In my position as a technology specialist, I often participate in online meetings and webinars. However, I do not often lead online meetings, so this week’s live online lesson was still a bit of a new experience to me. I was very grateful for the opportunity to present to two trusted colleagues, rather than a live audience of strangers, because I still have much to learn before I consider myself an online teaching expert.

First, I found that my attention was often distracted with the unfamiliar controls of the online meeting app that I was using. I use a different online meeting app every week; in just the past month, for example, I have participated in a Google Hangout, an Adobe Connect meeting, a GoToMeeting, and a YouTube Live discussion. Each of these platforms has similar functionality, but the buttons and controls are all slightly different, and located in different places. The important lesson here is that an effective online teacher should select one platform for online trainings, stick with it, and use it often enough that students also become comfortable using it. In my district, we are currently shopping for a paid service to help us manage a series of webinar training programs we will be creating next year. Everyone recognizes the importance of selecting one common training platform; people are busy and do not want to spend a half hour learning a new platform every time they have to attend an online meeting.

Second, I should have taken the advice of Greene (2014), who admonished online instructors to speak more slowly than in everyday conversation. I tend to talk quickly, which is quite normal in the fast-paced administrative world, but when teaching students, time must be given for students to internalize what they are hearing, and connect it to whatever concepts are in their working memory. My colleagues were very polite, but I think I may have spoken a little too quickly and tried to squeeze too many concepts into a 10-minute presentation. If I were to ramble on like this for a full hour, many of my students might lose interest and start browsing other web sites on hidden tabs.
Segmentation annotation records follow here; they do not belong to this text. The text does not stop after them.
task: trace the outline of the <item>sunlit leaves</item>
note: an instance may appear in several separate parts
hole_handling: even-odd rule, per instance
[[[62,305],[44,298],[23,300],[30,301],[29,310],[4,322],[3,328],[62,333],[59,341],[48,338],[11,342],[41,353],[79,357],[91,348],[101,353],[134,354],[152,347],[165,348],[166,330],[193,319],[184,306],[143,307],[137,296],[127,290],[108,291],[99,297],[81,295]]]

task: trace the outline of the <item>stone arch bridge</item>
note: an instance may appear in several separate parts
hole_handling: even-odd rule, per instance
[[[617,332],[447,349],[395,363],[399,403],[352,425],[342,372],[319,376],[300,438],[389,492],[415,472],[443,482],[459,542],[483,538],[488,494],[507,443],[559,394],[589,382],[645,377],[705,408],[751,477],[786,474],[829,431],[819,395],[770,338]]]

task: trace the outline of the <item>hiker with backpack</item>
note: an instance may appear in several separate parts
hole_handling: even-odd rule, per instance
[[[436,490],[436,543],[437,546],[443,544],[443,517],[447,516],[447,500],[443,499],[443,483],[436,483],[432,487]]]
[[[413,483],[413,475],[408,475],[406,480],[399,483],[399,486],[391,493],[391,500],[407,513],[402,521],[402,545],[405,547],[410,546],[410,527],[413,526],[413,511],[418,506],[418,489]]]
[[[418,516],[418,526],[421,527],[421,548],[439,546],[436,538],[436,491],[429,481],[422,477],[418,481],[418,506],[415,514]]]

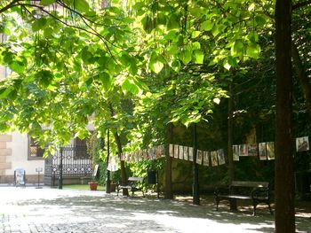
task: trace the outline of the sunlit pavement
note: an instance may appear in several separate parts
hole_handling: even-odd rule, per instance
[[[3,232],[274,232],[274,216],[103,191],[0,187]],[[299,232],[311,232],[309,218]]]

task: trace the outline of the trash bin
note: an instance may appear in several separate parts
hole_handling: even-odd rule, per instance
[[[24,168],[16,168],[14,170],[15,186],[26,186],[26,171]]]
[[[297,172],[295,175],[296,190],[299,193],[310,193],[311,173],[308,171]]]
[[[156,184],[156,171],[148,172],[148,184]]]

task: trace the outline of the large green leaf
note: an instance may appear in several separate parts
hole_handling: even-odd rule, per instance
[[[195,63],[196,64],[203,64],[204,60],[204,53],[203,51],[195,51]]]
[[[134,83],[134,82],[129,80],[129,78],[126,78],[121,86],[123,90],[124,90],[125,92],[131,92],[133,95],[137,95],[140,93],[140,89],[138,88],[138,86]]]
[[[260,54],[260,46],[255,43],[250,43],[246,50],[247,56],[252,58],[258,58]]]
[[[231,47],[231,56],[241,56],[243,54],[244,45],[241,40],[236,40]]]
[[[102,72],[99,74],[99,79],[102,83],[102,86],[106,91],[108,91],[112,85],[112,79],[109,74],[107,72]]]
[[[22,63],[21,61],[14,60],[11,64],[9,64],[9,67],[12,71],[14,71],[14,72],[16,72],[18,74],[21,74],[25,70],[25,64]]]
[[[31,28],[33,31],[36,32],[39,30],[42,30],[44,28],[44,26],[46,25],[46,19],[45,18],[40,18],[36,19],[31,26]]]
[[[40,1],[40,4],[42,5],[49,5],[49,4],[52,4],[53,3],[55,3],[56,0],[41,0]]]
[[[213,22],[211,22],[211,20],[206,20],[201,24],[200,29],[202,31],[211,31],[213,27],[214,27]]]
[[[184,48],[179,54],[179,59],[185,65],[188,64],[192,59],[192,50],[189,48]]]
[[[76,0],[74,2],[76,9],[80,12],[88,12],[90,10],[89,4],[85,0]]]
[[[177,14],[171,14],[168,22],[167,22],[167,29],[171,30],[174,28],[179,27],[179,18]]]

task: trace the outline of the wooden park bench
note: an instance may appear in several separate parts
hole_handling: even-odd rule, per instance
[[[121,190],[128,190],[132,191],[132,198],[134,197],[134,192],[138,190],[142,191],[142,196],[145,198],[145,193],[143,190],[144,178],[142,177],[129,177],[127,180],[127,185],[122,185],[120,182],[116,183],[116,194],[119,196],[119,191]]]
[[[221,200],[230,202],[232,209],[236,210],[237,199],[251,199],[253,206],[253,215],[256,215],[256,207],[259,204],[267,204],[270,214],[273,214],[270,206],[270,190],[267,182],[232,182],[229,187],[215,189],[216,210]]]

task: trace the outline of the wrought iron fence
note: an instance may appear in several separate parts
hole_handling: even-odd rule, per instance
[[[62,160],[62,176],[84,177],[92,174],[92,164],[87,153],[86,146],[66,146],[55,154],[50,154],[45,159],[44,184],[52,185],[60,174]]]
Finally, I noticed that my two students responded very positively to the live online quiz game at the end of my lesson. I selected Quizizz as the platform for this assessment because it is commonly used by K-12 teachers in my District, but that doesn’t mean that it can’t be used effectively for adult learners. Everyone likes to have a little entertainment with their assessment, after all; the soft music, colorful interface, and humorous feedback memes helped break the ice. Learning is difficult work, and teachers shouldn’t be afraid to take the occasional opportunity to have a little fun, as long as the focus on learning is not lost. In the case of my Quizizz game, my students completed a four-question quick check in about two minutes, which gave me a rapid insight into which concepts were well understood, and which one was still confusing to my class. This type of formative assessment is crucial  in the online learning environment, of course, because students are not physically present, so it can be difficult to read their facial expressions and other nonverbal cues.